Our government values single-parent families. When it comes to access to information, child development, early childhood education and care, education for parents, employment, housing and community services, we are providing services to them through the ACT government and in partnership with the community. I finish by acknowledging my Labor colleague Bec Cody’s interest in this issue. Despite her unavoidable absence today, I know that she will continue to advocate strongly for single-parent families as well.
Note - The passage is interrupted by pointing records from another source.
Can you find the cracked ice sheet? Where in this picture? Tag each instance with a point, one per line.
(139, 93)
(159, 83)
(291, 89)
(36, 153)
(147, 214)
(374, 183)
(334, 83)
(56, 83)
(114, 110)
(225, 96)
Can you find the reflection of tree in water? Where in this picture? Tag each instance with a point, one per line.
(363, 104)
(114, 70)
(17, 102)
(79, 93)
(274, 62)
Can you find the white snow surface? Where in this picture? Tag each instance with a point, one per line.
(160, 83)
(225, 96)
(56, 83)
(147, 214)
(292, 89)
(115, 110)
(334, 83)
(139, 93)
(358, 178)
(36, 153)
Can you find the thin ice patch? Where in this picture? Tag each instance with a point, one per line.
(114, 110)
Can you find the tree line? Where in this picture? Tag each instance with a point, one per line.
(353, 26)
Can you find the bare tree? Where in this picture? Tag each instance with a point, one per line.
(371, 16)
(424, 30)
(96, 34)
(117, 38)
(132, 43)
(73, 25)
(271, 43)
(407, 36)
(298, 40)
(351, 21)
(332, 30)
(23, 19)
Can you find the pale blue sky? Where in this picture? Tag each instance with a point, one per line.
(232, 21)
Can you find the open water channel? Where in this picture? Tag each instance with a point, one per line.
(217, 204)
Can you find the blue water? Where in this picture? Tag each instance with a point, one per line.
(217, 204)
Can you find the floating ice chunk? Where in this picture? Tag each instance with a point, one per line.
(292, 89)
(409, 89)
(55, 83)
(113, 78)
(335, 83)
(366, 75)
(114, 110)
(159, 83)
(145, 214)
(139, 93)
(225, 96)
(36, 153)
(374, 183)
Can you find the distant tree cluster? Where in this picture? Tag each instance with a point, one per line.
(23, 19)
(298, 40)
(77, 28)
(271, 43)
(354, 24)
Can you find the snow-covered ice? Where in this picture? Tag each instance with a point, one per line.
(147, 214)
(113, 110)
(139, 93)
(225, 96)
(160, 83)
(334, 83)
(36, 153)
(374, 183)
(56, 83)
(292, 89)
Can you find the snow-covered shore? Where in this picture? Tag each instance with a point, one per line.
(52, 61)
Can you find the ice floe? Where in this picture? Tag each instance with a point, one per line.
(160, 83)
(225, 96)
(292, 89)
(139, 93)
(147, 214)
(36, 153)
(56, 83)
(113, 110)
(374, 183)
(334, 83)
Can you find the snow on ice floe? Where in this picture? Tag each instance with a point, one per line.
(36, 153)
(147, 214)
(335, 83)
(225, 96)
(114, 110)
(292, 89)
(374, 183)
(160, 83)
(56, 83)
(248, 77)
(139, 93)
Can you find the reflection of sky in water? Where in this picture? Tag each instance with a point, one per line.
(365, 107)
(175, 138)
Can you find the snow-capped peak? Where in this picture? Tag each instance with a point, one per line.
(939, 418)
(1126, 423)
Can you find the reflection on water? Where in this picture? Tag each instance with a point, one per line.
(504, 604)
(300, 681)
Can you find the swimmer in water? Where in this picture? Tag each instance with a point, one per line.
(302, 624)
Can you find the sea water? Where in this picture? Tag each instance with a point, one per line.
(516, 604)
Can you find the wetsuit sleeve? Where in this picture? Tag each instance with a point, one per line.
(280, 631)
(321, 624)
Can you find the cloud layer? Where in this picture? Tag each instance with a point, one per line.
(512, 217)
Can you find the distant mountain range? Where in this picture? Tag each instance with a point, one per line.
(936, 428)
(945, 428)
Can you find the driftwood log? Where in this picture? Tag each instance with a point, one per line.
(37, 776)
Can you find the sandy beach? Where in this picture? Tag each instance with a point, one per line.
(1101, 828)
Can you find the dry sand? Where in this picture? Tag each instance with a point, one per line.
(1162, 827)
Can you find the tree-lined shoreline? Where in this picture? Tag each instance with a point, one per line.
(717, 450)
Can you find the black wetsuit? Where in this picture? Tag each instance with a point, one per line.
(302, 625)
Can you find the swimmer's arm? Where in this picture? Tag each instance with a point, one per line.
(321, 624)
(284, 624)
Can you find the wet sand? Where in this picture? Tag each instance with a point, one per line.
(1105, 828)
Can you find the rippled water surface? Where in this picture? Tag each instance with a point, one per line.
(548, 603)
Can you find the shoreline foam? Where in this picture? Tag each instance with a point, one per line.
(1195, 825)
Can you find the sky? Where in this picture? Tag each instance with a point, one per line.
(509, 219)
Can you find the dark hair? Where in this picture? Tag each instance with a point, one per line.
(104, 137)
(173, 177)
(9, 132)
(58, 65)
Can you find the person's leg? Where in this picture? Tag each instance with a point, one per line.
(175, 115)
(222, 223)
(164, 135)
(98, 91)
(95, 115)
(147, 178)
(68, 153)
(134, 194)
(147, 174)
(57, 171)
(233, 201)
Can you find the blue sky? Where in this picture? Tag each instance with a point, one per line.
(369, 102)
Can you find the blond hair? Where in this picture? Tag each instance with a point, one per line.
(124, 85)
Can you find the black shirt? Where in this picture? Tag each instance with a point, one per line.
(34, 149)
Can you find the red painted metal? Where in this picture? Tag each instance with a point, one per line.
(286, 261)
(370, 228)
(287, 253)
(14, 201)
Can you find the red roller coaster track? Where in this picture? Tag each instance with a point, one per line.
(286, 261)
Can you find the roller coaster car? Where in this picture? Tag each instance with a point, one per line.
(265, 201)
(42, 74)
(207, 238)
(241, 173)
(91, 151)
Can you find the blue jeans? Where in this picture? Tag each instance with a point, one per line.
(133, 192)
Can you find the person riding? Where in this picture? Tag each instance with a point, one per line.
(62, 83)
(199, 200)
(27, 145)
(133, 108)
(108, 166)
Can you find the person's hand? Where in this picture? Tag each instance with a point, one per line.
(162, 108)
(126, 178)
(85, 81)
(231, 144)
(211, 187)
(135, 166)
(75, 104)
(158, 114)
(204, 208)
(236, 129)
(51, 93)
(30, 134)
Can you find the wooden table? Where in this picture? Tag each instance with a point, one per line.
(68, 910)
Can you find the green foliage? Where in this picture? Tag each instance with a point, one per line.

MS LE COUTEUR (Murrumbidgee) (3.36): As a single parent myself, I am pleased today to discuss the importance of single parents in the Canberra community. In May this year, on the International Day of Families, the Australian Bureau of Statistics told us that the vast majority of families—84 per cent—were couple families but that the next largest group of families was one-parent families, at 14 per cent. It is significant to note that, of the single-parent families, 83 per cent are headed by single mothers, so single parents and single mothers are not an insignificant part of our community.

Members may have recently seen that the University of Melbourne released the HILDA report, the report on household income and labour dynamics in Australia. This has tracked 17,000 people in 9,500 households over about a 20-year period. It painted a pretty dark picture for single-parent families. It described the likelihood of child poverty for single-parent families as very high—between 20 per cent to 25 per cent—and well above the general community rate of 10 per cent.

Child poverty in single-parent families has increased every year between 2012 and 2015. This is despite an otherwise downwards trend in overall poverty in Australia. In particular, single parents have borne the brunt of rising childcare costs, which the HILDA survey found doubled in real terms over 10 years for single parents. But even for couple families, who have a lot more flexibility, costs still increased by a large 74 per cent. A significant reason for the increase in child poverty in single-parent families over the last 10 years has been the changes in social security arrangements for single parents, who have been moved out of the parenting system into the general unemployment system. That is clearly not adequate to support people and children above the poverty line.

Yesterday we talked about related issues and how women bear a disproportionate burden when it comes to child rearing. That is why 83 per cent of single-parent families are headed by a woman. Women, of course, face significant disadvantage as single mothers. Again looking at ABS statistics, for single-parent families with dependents 83 per cent of mothers were employed compared to 72 per cent of fathers.